We do have an alarm clock at the lake hosue that starts out very soft and gets louder. It also have 2 alarms settings (a his/hers setting, or weekend/weekday). I got it at Wal Mart, but I don't remember what brand it is.


----------



## Betsy the Quilter (Oct 27, 2008)

Me, three.  Cell phone.  Starts vibrating, I think, then soft to loud.  I can pick the days of the week to go off.

Betsy


----------



## Susan in VA (Apr 3, 2009)

Well it does sounds as though there are plenty of of graduated-volume options available after all!  

I'll go hunting at Target and Walmart etc. next week.


----------



## MichelleR (Feb 21, 2009)

Let Stephen Fry take care of it:


----------



## Anju  (Nov 8, 2008)

I'll loan you some roosters from across the street!


----------



## Jeff (Oct 28, 2008)




----------



## Susan in VA (Apr 3, 2009)

MichelleR said:


> Let Stephen Fry take care of it:


What the heck is THAT from??

(hmmm... a Jeeves-alarm... well, that might belong in the "lottery dreams" thread!)


----------



## Susan in VA (Apr 3, 2009)

Anju No. 469 said:


> I'll loan you some roosters from across the street!


Only if they have graduated volume controls.


----------



## MichelleR (Feb 21, 2009)

Susan in VA said:


> What the heck is THAT from??
> 
> (hmmm... a Jeeves-alarm... well, that might belong in the "lottery dreams" thread!)


It's only about $60 U.S.

http://www.voco.uk.com/


----------



## hazeldazel (Oct 30, 2008)

my clock radio is like that where the beeps start off slow and quiet, then get louder and more insistent.  The other I do I learned in college, which is to set your bedside clock at one time, then put a second alarm clock across the room for 10-12 minutes later.  The first one gets you have awake and lets you do 1 snooze, then the second one forces you to get out of bed.


----------



## Susan in VA (Apr 3, 2009)

MichelleR said:


> It's only about $60 U.S.
> 
> http://www.voco.uk.com/


Those are great! What a fun idea. Not sure if it's right for me (I'd sleep through the talking part anyway), but they definitely have great gift potential. Thanks for posting the link!


----------



## Ruby296 (Nov 1, 2008)

I have the LLBean Travel Alarm Clock, I think it's about $20.  It's got a beep to it, but it's not loud and obnoxious.  It wakes me up immediately so I'm not sure if it gets progressively louder or not, but I think it might.


----------



## chynared21 (Oct 28, 2008)

MichelleR said:


> It's only about $60 U.S.
> 
> http://www.voco.uk.com/


*Those are pretty! His voice is so soothing, it would actually put me back to sleep *


----------



## Susan in VA (Apr 3, 2009)

chynared21 said:


> *Those are pretty!
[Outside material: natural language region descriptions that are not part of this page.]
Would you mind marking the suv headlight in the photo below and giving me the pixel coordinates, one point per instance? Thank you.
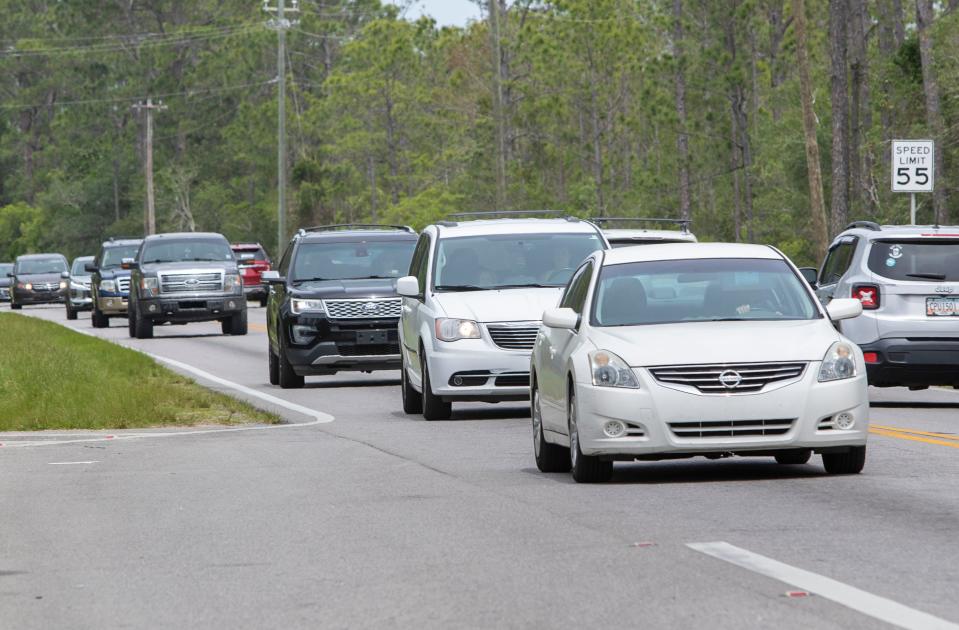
(609, 370)
(448, 329)
(298, 306)
(150, 286)
(839, 363)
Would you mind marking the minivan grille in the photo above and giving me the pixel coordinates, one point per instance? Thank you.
(729, 378)
(730, 428)
(209, 282)
(522, 337)
(364, 309)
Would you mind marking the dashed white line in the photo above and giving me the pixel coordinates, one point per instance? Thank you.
(849, 596)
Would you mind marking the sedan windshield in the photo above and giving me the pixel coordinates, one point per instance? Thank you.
(721, 289)
(352, 260)
(509, 261)
(187, 250)
(41, 265)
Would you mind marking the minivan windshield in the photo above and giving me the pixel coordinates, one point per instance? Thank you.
(923, 260)
(718, 289)
(186, 250)
(510, 261)
(352, 260)
(41, 265)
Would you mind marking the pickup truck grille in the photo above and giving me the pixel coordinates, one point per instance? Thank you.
(388, 308)
(191, 282)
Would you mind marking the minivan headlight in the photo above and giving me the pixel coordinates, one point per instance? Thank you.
(839, 363)
(609, 370)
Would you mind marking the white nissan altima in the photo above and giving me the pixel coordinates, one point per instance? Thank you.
(670, 351)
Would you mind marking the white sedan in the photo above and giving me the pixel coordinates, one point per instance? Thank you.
(671, 351)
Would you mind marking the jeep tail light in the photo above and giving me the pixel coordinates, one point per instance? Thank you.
(868, 294)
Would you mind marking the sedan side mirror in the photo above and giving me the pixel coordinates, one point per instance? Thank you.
(562, 318)
(408, 286)
(844, 308)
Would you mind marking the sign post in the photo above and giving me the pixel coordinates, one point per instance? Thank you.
(913, 169)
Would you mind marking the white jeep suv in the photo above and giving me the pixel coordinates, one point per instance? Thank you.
(473, 302)
(681, 350)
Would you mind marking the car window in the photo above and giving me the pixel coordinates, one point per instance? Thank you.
(915, 260)
(837, 261)
(721, 289)
(575, 296)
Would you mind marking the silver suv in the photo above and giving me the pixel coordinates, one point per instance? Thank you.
(907, 278)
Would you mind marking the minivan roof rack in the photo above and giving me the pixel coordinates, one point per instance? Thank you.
(866, 225)
(333, 227)
(682, 223)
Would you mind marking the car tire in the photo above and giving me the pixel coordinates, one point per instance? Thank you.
(794, 457)
(434, 407)
(412, 399)
(549, 457)
(850, 463)
(585, 468)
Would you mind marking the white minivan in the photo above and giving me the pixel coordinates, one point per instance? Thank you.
(473, 304)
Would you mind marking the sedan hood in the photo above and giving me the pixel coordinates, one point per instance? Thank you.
(503, 305)
(717, 342)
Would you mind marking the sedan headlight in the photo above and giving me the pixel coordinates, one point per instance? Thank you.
(448, 329)
(839, 363)
(609, 370)
(298, 306)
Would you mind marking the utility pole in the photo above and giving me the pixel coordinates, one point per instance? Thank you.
(149, 107)
(281, 24)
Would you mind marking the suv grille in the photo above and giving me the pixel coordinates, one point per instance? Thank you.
(509, 337)
(730, 428)
(733, 378)
(363, 309)
(211, 282)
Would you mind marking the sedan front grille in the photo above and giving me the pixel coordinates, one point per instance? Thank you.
(728, 378)
(514, 337)
(731, 428)
(388, 308)
(191, 282)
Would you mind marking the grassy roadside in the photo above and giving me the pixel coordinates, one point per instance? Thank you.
(54, 378)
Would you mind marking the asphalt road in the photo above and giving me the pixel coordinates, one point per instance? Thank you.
(366, 517)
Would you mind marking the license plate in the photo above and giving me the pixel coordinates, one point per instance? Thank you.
(942, 307)
(372, 337)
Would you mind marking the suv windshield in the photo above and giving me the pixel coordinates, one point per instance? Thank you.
(41, 265)
(352, 260)
(721, 289)
(916, 260)
(187, 250)
(113, 256)
(471, 263)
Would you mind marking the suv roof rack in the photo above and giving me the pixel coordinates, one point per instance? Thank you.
(682, 223)
(866, 225)
(333, 227)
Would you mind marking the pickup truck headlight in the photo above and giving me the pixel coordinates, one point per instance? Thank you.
(150, 286)
(455, 329)
(839, 363)
(609, 370)
(298, 306)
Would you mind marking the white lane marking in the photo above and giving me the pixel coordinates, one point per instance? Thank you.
(866, 603)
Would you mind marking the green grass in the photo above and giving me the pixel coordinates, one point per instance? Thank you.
(54, 378)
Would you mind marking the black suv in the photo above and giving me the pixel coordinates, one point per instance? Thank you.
(186, 277)
(333, 303)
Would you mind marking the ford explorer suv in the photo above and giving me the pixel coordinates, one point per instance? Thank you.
(907, 278)
(474, 301)
(333, 304)
(185, 277)
(110, 279)
(38, 279)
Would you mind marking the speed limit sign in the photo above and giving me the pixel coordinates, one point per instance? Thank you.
(913, 165)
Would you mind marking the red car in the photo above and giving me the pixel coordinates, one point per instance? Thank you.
(252, 260)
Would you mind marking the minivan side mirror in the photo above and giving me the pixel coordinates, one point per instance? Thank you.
(408, 286)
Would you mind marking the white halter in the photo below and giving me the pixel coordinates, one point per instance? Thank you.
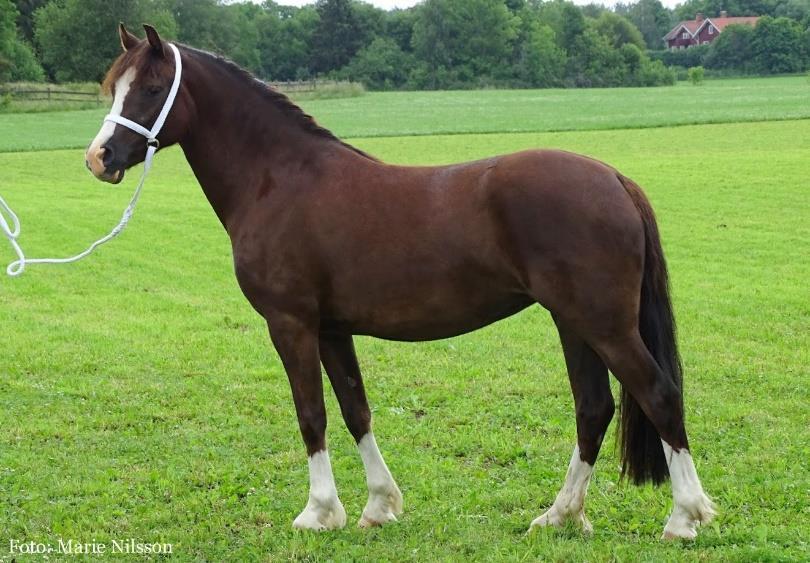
(16, 267)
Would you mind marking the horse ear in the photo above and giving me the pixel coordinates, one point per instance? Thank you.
(154, 40)
(128, 41)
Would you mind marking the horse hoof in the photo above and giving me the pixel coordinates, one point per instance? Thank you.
(381, 508)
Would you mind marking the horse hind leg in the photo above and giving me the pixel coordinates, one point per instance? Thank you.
(659, 399)
(340, 362)
(594, 410)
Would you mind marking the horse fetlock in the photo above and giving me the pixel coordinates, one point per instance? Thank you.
(321, 513)
(687, 515)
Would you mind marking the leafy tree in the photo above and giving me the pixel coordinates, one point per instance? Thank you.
(25, 19)
(540, 62)
(72, 49)
(285, 39)
(17, 61)
(227, 30)
(380, 66)
(731, 49)
(338, 37)
(565, 19)
(777, 46)
(463, 38)
(594, 62)
(618, 30)
(399, 27)
(651, 18)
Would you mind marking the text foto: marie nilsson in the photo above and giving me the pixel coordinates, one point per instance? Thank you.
(76, 547)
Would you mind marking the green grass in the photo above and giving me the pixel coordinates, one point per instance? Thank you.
(387, 114)
(141, 398)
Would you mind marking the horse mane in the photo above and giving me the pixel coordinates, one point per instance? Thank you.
(139, 56)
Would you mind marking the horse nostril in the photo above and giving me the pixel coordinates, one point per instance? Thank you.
(109, 156)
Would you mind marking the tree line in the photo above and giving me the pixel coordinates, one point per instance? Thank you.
(438, 44)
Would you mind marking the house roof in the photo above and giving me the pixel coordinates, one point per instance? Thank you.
(694, 26)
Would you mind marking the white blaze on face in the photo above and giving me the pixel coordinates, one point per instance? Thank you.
(95, 154)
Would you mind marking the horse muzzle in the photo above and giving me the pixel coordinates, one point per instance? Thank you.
(101, 163)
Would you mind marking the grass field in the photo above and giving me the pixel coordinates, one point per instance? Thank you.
(392, 114)
(140, 396)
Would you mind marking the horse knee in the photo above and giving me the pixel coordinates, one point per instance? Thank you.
(312, 424)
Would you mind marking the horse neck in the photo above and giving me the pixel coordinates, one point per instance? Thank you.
(238, 140)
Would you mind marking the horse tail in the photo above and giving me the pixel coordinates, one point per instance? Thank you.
(642, 453)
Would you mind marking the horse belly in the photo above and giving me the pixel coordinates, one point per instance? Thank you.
(427, 310)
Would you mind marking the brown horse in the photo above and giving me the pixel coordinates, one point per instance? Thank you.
(328, 242)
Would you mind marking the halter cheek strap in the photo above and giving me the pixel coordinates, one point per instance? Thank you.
(11, 229)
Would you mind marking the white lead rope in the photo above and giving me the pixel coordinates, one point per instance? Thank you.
(12, 228)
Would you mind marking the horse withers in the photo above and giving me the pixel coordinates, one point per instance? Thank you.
(329, 242)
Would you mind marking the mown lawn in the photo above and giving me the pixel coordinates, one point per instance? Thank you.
(140, 397)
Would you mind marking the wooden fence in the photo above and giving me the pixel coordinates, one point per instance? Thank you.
(51, 95)
(303, 85)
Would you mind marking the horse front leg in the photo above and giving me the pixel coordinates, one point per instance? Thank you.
(340, 361)
(297, 344)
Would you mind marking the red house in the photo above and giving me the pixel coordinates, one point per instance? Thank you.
(702, 31)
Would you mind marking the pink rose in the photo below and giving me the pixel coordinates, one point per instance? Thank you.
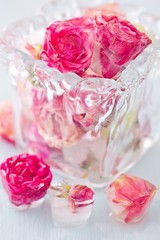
(68, 45)
(129, 197)
(26, 178)
(6, 122)
(118, 42)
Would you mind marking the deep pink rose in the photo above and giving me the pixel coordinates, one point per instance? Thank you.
(68, 45)
(117, 43)
(26, 178)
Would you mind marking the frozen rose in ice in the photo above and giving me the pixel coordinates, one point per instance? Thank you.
(77, 195)
(117, 43)
(68, 45)
(71, 203)
(35, 51)
(129, 197)
(7, 122)
(25, 178)
(81, 193)
(110, 8)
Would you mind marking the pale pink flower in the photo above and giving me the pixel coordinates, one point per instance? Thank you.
(110, 8)
(129, 197)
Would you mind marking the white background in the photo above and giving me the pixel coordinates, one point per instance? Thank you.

His voice is so soothing, it would actually put me back to sleep *


Yep, me too -- either that or I would scream because in my half-awake state I'd think there was an intruder in the house.


----------



## lynninva (Feb 7, 2009)

I bought an inexpensive (less than $10) battery operated alarm clock from Walmart that has an escalating buzzer alarm.  It is actually a back-up alarm clock for me - I am NOT a morning person.  I set the clock radio a little early, but tend to hit snooze on that several times.

The battery operated clock is set for my drop-dead wake up time. Besides the benefit of working even if we've lost power, it starts out with a low buzz.  If I am already awake, I can shut it off quickly.  If I have fallen back asleep, it gets loud enough to wake me again.  And if I get up before it goes off & forget to turn it off before I get in the shower, it can be heard in other rooms.


----------



## Angela (Nov 2, 2008)

chynared21 said:


> *Those are pretty! His voice is so soothing, it would actually put me back to sleep *


that was cool... I think I would love the count down to sleep the best!


----------